Now, there are _some_ subtle issues that change depending on whether we do
the "failure case" in yenta_allocate_resources() or not: for example, the
code in yenta_allocate_res() actually knows about the fact that CardBus
memory resources have a 4kB granularity, while the generic PCI code uses
the resource size as the alignment.
The yenta code also tries to potentially find a smaller resource than the
generic PCI resource code did (the generic PCI code just tries to use
2*pci_cardbus_io_size and 2*pci_cardbus_mem_size for sizing, while the
Yenta code tries to aim for BRIDGE_IO/MEM_MAX but knows to try to make
them smaller if it cannot fit.
So the resources can end up being laid out at different points as a
result, and again, that can lead to totally independent bugs showing up
(overlap with random unknown motherboard resources set up by firmware).
But more relevantly, it can simply just cause some timing differences.

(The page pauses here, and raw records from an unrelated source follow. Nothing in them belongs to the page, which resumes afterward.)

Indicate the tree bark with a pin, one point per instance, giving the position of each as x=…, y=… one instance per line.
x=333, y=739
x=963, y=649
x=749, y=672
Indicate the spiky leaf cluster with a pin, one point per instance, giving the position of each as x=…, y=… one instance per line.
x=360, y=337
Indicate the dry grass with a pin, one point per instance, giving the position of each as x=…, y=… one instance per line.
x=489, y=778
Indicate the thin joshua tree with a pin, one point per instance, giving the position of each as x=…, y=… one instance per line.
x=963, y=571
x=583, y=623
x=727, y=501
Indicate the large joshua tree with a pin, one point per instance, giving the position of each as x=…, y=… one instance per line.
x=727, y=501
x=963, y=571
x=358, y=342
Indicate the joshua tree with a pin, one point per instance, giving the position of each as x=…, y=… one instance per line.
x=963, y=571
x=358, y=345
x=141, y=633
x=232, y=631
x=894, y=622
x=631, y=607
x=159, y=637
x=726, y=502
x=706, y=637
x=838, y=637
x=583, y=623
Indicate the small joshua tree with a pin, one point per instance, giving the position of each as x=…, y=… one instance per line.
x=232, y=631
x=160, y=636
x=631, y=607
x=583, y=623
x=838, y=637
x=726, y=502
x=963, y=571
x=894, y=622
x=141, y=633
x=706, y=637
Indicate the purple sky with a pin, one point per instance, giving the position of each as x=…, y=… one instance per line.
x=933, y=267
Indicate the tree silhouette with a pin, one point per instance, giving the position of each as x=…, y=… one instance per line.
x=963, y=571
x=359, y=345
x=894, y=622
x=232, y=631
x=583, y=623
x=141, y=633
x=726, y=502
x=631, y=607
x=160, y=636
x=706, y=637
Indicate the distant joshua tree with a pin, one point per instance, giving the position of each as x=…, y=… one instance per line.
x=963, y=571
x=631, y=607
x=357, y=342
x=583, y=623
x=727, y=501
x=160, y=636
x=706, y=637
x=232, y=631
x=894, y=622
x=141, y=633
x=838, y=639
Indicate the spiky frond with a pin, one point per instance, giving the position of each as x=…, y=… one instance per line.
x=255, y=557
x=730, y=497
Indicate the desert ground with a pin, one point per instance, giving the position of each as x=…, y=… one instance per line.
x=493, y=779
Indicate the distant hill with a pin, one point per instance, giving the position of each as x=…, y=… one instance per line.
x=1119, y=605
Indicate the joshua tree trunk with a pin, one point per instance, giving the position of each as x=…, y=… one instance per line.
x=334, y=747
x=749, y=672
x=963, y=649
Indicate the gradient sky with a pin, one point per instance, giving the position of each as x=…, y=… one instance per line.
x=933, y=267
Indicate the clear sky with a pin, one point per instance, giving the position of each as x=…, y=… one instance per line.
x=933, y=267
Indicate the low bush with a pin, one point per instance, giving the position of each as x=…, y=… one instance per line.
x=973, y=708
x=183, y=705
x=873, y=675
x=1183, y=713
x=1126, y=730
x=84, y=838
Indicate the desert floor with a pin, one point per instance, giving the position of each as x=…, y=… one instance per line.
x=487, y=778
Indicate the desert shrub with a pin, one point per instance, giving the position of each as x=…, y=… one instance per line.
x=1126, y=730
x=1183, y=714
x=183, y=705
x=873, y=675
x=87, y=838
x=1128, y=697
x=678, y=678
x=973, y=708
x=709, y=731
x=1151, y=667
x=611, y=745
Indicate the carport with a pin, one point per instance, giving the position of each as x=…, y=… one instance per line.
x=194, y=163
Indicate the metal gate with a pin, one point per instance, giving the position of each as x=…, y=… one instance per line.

Anyway, I'm not at all sure that you and Rafael even necessarily see
exactly the same thing. It doesn't look like my debug patch (which tries
to emulate Rafael's patch in behavior, in addition to adding the debug
printouts) really even matters for you. Because you seemed to be
hibernating ok even without that "break alignment in PCI layer" thing.